Junimart Girsang yang merupakan perwakilan PDI-P menjelaskan Nabire adalah ibu kota Provinsi Papua Tengah, dan Merauke jadi ibu kota Provinsi Papua Selatan, kemudian Jaya Wijaya jadi ibu kota Provinsi Papua Pegunungan.
Dalam prosesnya, sempat terjadi perdebatan penentuan ibu kota Provinsi Papua Tengah hingga akhirnya Nabire yang ditetapkan.
Ketua Komisi II DPR Ahmad Doli Kurnia mengatakan, perbedaan pandangan itu tampak dari pendapat bupati di delapan kabupaten Papua Tengah.
Dari delapan kabupaten yang ada di Papua Tengah, enam di antaranya sepakat Nabire menjadi ibu kota, tetapi terdapat dua kabupaten yang memilih Mimika.
"Ya kan waktu itu kita bilang, masih ada dua pandangan. Masih ada yang mengusulkan ibu kota di Papua Tengah ya, yang di Papua Selatan sama di Papua pegunungan sudah enggak ada masalah. (Yang Papua Tengah) Ada sebagian yang mendukung Nabire, itu didukung oleh enam bupati dari delapan itu," ujar Doli.
"Kemudian Mimika didukung enam bupati. Nah waktu itu kami sampaikan, kami sudah putuskan di Nabire dengan berbagai pertimbangan," sambungnya.
Doli menjelaskan, dipilihnya Nabire jadi ibu kota Papua tengah dengan pertimbangan untuk pemerataan pembangunan.
"Pertama, ini kan pemekaran ini tujuannya untuk pemerataan pembangunan. Nah Mimika dengan kota Timikanya itu kan sudah menjadi kota yang cukup maju, bukan hanya kota yang dikenal di Indonesia, tetapi di dunia internasional," ucapnya.
"Jadi kalau misal kita tarik (ibu kota) lagi di situ (Mimika), berarti kan daerah lain ya tidak tercapai aspek pemeratannya," kata dia.
Kegagalan berpuluh-puluh tahun
Kritik berdatangan untuk pembentukan tiga provinsi baru yang sudah disetujui DPR sejak April 2022 ini.

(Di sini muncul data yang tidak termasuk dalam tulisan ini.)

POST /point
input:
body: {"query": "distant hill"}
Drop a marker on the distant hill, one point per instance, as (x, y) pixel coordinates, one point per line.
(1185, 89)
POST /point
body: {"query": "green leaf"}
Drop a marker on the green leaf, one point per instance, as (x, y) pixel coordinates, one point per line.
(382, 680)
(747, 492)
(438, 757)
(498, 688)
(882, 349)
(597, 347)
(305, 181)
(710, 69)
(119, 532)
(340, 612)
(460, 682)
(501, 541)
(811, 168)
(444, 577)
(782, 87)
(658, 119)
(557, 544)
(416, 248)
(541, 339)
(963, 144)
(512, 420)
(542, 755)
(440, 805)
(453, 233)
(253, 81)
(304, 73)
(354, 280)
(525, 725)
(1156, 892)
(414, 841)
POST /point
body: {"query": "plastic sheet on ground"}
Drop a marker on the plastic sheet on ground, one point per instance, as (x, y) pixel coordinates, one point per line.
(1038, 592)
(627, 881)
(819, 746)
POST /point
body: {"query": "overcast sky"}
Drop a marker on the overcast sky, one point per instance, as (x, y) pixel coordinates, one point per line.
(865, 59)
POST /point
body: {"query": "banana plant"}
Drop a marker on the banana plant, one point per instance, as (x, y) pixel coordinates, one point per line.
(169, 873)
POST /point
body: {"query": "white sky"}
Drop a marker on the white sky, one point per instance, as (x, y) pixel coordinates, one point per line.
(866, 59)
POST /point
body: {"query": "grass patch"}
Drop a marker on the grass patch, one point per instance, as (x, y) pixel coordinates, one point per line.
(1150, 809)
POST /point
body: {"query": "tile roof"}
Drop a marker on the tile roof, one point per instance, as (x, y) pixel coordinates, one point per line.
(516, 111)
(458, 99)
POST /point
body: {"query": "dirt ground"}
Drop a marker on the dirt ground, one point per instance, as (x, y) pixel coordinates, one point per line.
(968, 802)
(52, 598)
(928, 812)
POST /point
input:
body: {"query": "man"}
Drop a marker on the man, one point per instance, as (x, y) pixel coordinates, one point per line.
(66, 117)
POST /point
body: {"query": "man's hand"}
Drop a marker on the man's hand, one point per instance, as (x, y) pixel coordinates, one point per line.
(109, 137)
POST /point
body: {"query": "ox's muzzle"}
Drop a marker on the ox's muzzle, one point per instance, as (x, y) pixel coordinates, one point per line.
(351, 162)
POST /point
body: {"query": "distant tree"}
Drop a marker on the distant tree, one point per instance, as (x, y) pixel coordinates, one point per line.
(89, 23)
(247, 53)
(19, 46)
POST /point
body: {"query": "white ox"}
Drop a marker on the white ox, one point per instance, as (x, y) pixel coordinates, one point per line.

Pejabat pemerintah telah menggambarkan pembentukan unit-unit administrasi baru ini sebagai upaya mempercepat pembangunan di wilayah tersebut, yang telah lama terlambat dibandingkan pulau-pulau lain.
Namun masalah Papua bukanlah kurangnya pembangunan, melainkan kurangnya keadilan untuk Papua Barat, seperti melansir artikel yang ditulis Aprila Wayar dan Johnny Blades di The Diplomat
Dalam rencana membagi Papua Barat menjadi dua, banyak orang merasakan strategi "akhir" oleh pemerintah Indonesia yang diperkirakan memperburuk konflik jangka panjang di Papua, yang tidak dapat diabaikan oleh negara-negara di kawasan itu.
Rencana provinsi tersebut muncul menjelang masa jabatan kedua dan terakhir Presiden Joko “Jokowi” Widodo, sebuah masa jabatan yang ditandai dengan eskalasi kekerasan antara pejuang Tentara Pembebasan Nasional Papua Barat (TPNPB) pro-kemerdekaan dan pasukan keamanan Indonesia.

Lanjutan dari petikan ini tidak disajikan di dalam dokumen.